The briefing covered global climate statistics, but also consequences on the ground, including that 2018 was the third-wettest year on record in the United States. Most of that precipitation fell on the eastern half of the US. “2018 was an exclamation point on a trend that we’re seeing towards more big rain,” Arndt said. And, he added, the trend to more precipitation has a clear connection with long-term warming. “If a warmer atmosphere can convey more water vapor, those rainmaking storms can deliver more water in the form of precipitation.”

In addition to rainfall, the announcement updated the tally for disasters in the United States that each cost over a billion dollars in 2018. The $91 billion total in direct losses included $25 billion for Hurricane Michael, $25 billion for Hurricane Florence, and $24 billion for the wildfires that burned along the West Coast. The Camp Fire in California, which burned more than 153,000 acres and killed 86 people, certainly contributed to that total. It was the most destructive and the deadliest fire in the state’s recorded history.
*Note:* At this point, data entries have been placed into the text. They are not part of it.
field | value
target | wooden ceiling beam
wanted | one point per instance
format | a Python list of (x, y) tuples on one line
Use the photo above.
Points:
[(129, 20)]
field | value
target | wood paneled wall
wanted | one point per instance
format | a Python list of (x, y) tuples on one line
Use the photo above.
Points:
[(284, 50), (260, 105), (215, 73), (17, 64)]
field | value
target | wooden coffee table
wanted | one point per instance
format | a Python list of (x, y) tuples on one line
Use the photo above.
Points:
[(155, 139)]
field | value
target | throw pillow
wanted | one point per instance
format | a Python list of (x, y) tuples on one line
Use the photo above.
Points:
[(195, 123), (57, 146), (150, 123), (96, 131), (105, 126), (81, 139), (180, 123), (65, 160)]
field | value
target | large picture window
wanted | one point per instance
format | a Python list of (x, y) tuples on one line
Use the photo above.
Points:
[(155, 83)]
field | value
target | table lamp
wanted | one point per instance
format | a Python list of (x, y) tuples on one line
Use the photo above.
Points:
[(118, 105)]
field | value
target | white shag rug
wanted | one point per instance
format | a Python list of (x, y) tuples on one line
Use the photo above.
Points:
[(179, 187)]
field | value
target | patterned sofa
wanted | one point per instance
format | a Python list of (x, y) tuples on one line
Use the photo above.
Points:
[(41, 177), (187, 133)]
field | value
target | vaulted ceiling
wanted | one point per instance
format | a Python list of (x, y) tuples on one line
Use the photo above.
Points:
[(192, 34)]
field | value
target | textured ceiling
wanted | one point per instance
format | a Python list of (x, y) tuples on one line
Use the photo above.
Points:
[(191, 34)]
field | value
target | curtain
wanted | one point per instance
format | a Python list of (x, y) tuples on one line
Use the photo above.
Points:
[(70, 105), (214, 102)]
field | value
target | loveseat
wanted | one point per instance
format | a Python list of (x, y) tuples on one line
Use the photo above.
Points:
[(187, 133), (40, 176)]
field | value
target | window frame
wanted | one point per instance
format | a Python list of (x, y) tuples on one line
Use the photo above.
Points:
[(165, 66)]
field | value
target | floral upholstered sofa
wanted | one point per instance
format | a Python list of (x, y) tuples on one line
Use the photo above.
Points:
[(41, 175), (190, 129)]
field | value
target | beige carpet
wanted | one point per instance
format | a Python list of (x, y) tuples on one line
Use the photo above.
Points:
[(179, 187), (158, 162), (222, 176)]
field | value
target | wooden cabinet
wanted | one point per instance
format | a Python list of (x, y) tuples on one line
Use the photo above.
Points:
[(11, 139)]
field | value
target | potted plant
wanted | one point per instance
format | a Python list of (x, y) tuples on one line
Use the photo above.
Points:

The long-awaited announcement was delayed by the recent US government shutdown, Kendra Pierre-Louis reported for The New York Times. Now that it’s out, it’s another addition in an alarming number of federal analyses that point to the long-term damage of climate change. In November, the White House attempted to bury an authoritative climate report that described the risks that climate change poses to aspects of American life. As global temperatures and financial costs related to climate change continue to rise, the numbers forecast a worrying future.

“The key message is that the planet is warming. The long term trends are extremely robust,” Schmidt said. And scientists know why we’re seeing these trends, too: “It’s because of the increases in greenhouse gasses that we put into the atmosphere over the last hundred years.”